PRS enter into pan-European deal with iTunes

Digital

PRS For Music has announced it has struck up a pan-European licensing deal with iTunes, which is another move towards achieving the ambitions of the European Commission, and some in the music publishing sector, whereby digital music providers operating in multiple European territories can do so with one licence from one collecting society, rather than having to do separate deals in every country.

As we reported yesterday, despite various moves towards pan-European licensing by both collecting societies and the major music publishers, such multi-territory licensing is, if anything, more confusing now than ever before, though some would argue much of the current confusion is as a result of the whole system being in flux.
 
Anyway, the iTunes deal. PRS For Music has licensed the performing rights of its entire catalogue to the Apple service for the whole of Europe (such rights are technically needed by a la carte download stores like iTunes, even though there isn’t an obvious performance of a song in a download). Perhaps more importantly, the deal also covers the mechanical rights (the ‘copying right’ at the heart of a la carte downloading) for two of the publishers PRS represents, Peermusic and Chrysalis Music.
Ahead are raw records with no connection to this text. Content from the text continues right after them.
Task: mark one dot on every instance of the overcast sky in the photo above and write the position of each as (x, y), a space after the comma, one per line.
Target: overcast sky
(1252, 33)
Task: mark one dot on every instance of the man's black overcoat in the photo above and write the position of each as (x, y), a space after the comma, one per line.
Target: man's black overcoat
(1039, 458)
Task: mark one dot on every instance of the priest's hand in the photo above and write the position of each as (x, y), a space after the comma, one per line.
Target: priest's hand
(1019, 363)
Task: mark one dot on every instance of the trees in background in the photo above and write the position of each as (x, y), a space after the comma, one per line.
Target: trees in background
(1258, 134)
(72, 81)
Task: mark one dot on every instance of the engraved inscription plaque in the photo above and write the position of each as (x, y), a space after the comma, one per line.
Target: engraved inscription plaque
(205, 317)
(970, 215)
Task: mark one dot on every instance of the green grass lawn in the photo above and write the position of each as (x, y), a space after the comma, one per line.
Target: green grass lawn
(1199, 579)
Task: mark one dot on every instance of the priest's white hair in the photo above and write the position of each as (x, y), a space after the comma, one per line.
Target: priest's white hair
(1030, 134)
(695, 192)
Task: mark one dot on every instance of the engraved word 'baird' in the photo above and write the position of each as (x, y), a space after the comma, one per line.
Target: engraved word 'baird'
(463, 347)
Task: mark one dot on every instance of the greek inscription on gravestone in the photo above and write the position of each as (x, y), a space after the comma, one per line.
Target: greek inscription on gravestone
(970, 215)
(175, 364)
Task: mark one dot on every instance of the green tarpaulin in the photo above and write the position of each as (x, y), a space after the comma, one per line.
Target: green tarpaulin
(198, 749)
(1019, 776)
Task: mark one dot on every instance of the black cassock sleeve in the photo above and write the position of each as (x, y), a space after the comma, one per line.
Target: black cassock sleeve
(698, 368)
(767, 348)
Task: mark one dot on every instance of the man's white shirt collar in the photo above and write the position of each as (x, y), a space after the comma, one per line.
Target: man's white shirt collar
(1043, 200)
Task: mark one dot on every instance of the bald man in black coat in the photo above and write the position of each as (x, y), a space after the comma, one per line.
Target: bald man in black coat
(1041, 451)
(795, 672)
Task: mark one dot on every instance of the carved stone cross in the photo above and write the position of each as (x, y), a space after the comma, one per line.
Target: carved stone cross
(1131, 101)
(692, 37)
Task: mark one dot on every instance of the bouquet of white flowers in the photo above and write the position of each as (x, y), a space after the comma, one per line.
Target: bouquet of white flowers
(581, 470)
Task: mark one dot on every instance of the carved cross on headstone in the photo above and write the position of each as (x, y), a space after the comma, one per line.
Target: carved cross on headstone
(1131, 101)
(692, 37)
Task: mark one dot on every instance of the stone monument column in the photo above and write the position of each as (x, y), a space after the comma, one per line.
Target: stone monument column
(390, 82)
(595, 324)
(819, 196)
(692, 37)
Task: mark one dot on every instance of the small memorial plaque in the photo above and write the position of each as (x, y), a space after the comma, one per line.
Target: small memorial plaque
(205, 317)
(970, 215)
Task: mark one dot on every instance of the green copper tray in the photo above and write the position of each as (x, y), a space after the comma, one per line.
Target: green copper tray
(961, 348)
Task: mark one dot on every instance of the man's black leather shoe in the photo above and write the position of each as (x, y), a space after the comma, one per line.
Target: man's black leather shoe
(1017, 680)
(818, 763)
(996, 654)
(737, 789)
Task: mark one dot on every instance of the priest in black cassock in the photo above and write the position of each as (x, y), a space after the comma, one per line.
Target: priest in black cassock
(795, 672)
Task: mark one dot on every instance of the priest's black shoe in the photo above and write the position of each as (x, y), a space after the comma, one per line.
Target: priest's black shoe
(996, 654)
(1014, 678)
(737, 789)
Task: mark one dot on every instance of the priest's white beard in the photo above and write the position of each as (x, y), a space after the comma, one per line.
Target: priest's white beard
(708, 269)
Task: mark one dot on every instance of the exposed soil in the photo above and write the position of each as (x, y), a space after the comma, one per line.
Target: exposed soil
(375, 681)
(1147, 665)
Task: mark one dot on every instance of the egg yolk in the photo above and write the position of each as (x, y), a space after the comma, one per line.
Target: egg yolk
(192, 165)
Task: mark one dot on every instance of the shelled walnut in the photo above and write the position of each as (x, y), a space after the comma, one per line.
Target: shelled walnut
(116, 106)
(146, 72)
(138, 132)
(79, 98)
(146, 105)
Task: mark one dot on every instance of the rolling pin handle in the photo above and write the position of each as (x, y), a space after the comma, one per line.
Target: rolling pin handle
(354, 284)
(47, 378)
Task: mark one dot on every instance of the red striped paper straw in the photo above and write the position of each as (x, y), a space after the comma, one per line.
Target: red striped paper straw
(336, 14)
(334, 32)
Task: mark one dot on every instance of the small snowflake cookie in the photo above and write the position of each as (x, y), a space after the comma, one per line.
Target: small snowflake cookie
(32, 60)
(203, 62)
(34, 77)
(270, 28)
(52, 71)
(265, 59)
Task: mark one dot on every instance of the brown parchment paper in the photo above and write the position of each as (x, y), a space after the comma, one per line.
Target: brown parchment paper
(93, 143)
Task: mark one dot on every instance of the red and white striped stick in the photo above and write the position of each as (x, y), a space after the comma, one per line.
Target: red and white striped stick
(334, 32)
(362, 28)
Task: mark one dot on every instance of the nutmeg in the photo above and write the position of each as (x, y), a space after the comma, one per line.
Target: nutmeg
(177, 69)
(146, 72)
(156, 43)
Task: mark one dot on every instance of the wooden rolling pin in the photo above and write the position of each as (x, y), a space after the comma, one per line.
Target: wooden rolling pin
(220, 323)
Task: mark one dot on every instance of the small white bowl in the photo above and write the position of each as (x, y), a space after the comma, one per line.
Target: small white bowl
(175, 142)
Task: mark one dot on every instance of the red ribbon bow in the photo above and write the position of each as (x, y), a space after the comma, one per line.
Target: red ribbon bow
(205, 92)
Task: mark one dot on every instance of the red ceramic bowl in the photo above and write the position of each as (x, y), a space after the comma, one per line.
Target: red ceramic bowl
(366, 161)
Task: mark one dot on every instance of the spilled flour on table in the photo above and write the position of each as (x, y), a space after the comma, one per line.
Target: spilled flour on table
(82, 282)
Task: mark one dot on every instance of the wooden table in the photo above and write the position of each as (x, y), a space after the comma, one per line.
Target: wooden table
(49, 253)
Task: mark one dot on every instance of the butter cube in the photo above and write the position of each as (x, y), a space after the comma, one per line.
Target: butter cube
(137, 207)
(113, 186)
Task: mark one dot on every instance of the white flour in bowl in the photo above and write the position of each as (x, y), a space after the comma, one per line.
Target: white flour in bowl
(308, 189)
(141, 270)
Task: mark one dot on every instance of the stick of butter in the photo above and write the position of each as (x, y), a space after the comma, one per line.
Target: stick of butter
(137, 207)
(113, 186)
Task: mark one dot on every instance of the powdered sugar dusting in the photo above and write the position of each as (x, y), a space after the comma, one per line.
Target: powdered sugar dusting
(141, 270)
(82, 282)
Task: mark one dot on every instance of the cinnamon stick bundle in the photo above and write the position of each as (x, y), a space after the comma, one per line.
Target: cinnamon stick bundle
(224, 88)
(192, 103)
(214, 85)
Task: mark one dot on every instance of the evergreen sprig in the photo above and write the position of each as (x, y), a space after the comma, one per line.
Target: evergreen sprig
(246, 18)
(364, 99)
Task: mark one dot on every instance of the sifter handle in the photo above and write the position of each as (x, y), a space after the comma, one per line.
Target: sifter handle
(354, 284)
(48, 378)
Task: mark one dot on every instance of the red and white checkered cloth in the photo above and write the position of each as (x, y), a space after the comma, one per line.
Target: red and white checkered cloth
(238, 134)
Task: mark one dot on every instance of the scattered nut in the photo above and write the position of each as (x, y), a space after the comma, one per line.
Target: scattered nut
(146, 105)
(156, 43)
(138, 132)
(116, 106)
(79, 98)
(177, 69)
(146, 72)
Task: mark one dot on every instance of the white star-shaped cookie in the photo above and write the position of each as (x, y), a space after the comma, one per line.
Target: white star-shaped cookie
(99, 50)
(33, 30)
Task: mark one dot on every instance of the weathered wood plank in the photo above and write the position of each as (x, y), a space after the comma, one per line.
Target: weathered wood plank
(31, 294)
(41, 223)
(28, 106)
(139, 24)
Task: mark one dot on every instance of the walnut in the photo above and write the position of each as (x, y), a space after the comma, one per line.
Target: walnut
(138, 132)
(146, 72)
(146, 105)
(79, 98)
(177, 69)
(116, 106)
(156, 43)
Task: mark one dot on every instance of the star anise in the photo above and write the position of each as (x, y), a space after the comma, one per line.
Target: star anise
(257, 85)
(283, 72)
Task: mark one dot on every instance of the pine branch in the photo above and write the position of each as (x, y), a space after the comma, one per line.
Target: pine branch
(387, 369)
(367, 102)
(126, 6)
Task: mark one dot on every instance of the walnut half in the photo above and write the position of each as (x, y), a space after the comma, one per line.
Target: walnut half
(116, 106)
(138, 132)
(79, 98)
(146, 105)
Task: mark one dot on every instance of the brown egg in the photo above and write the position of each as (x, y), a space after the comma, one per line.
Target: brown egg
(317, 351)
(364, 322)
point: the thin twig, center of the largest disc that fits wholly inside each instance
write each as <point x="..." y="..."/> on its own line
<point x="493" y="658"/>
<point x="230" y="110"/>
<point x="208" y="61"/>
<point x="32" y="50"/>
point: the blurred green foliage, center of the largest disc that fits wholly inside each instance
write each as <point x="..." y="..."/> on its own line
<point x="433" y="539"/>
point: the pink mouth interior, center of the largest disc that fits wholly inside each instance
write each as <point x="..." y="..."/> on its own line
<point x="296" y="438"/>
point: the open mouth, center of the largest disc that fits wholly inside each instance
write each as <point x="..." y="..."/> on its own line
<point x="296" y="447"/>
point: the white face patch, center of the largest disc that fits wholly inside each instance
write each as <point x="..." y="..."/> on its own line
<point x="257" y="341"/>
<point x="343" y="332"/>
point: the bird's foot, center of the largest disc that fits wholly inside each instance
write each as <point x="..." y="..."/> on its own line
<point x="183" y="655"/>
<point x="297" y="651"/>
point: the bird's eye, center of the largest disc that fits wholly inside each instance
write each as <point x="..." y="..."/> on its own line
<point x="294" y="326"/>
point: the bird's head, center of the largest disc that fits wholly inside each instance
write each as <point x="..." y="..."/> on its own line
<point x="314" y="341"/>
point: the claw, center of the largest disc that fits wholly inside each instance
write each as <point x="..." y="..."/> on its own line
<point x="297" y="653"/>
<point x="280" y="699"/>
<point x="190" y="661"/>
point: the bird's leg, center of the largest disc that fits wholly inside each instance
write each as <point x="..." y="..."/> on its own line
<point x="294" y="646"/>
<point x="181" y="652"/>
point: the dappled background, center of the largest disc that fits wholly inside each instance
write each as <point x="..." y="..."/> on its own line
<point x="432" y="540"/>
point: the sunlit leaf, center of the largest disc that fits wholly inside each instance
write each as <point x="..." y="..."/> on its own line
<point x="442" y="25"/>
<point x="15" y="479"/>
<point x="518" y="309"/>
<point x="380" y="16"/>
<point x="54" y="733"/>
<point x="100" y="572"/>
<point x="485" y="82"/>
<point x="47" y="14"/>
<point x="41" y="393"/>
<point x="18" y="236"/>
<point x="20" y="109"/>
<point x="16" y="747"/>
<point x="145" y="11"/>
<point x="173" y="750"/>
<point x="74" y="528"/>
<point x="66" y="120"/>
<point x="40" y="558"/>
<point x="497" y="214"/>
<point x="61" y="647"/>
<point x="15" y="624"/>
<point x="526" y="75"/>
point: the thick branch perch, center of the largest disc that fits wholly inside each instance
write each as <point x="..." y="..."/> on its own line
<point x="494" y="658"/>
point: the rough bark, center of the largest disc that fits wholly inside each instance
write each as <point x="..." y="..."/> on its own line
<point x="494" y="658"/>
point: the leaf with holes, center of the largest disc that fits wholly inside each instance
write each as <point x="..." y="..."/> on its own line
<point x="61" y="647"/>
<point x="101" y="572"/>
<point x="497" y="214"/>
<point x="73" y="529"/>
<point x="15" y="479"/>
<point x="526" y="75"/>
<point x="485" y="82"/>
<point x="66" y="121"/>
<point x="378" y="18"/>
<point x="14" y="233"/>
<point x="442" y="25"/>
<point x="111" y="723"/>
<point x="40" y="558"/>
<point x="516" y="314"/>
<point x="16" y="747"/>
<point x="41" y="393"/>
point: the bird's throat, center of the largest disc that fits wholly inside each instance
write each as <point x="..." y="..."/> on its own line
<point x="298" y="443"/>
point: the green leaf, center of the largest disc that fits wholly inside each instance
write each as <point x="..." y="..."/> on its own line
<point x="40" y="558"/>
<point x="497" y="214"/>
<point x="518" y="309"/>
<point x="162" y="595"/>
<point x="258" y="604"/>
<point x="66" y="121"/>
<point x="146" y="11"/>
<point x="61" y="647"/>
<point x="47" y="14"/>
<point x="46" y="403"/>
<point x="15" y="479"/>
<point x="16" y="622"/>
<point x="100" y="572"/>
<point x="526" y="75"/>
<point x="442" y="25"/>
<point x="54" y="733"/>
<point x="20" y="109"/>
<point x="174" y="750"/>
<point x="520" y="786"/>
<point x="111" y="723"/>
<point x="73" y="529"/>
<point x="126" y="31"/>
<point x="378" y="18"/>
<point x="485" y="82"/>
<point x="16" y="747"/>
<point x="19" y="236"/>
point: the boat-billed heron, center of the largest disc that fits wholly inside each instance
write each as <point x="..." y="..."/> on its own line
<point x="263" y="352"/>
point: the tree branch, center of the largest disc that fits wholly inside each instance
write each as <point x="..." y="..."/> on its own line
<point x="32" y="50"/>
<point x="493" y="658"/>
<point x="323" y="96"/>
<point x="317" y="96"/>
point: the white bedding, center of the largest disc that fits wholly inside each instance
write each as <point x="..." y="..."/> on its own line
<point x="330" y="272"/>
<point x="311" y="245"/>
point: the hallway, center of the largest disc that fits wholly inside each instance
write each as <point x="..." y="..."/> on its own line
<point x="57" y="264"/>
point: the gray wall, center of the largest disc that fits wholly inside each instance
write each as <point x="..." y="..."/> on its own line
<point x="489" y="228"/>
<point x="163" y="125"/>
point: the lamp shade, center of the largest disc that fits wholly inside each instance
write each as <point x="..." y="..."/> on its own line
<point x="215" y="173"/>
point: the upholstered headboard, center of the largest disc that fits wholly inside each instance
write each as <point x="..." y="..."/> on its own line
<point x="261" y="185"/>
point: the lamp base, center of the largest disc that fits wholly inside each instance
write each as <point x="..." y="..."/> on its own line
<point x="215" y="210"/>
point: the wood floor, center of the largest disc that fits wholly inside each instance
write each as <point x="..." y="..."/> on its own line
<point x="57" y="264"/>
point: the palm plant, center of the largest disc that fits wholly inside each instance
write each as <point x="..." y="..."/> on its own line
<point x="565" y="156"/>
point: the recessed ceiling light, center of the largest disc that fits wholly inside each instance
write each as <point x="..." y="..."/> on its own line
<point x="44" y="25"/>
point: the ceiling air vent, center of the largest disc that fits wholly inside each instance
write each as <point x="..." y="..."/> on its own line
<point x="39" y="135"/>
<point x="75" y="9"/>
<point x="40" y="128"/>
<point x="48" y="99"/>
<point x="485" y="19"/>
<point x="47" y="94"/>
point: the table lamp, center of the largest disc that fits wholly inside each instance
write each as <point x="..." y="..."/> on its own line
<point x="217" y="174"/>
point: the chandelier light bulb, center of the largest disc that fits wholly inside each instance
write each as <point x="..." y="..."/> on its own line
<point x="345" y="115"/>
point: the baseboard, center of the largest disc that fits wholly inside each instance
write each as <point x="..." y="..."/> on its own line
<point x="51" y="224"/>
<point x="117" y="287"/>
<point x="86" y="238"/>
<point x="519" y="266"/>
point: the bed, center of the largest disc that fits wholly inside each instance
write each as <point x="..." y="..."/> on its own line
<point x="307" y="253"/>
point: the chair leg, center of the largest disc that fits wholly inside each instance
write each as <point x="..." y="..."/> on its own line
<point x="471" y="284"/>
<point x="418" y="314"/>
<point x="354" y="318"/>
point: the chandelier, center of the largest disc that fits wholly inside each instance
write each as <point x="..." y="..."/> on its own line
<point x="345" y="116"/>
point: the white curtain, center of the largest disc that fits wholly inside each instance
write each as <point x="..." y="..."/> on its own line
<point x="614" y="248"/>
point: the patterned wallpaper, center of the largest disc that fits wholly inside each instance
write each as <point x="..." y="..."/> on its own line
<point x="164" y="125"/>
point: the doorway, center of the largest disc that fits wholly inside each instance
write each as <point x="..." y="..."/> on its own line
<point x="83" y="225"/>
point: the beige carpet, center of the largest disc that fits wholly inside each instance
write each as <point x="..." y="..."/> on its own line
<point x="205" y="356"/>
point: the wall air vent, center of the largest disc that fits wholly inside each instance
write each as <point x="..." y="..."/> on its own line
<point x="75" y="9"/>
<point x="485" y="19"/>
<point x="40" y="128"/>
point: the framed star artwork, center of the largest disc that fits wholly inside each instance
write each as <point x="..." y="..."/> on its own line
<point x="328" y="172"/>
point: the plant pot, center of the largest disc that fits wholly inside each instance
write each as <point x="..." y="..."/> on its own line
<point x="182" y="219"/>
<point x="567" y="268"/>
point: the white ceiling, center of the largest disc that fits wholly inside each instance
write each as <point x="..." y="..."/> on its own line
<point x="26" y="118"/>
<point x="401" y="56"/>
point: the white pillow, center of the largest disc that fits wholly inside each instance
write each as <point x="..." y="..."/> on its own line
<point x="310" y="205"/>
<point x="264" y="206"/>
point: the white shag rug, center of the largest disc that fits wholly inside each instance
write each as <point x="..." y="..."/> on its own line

It’s hoped other independent publishers will also utilise this licensing arrangement through the Independent Music Publishers’ European Licensing group, a new alliance of indie publishers formed at the start of the month and officially announced at MIDEM on Monday.
 
Commenting on the new iTunes deal, PRS’s MD of Broadcast, Online & Recorded Media, Andrew Shaw told CMU: “We are delighted to have agreed this new pan-European deal with iTunes. In our view it demonstrates that PRS for Music provides a compelling pan-European offering and leads the market in enabling digital music growth, whilst delivering vital royalties to our members”.
 
Earlier this week PRS For Music announced it had entered into pan-European arrangements of one form or another with twelve digital service providers in the last year, including Amazon, eMusic, Napster, Nokia, Omnifone, Real Networks and Spotify.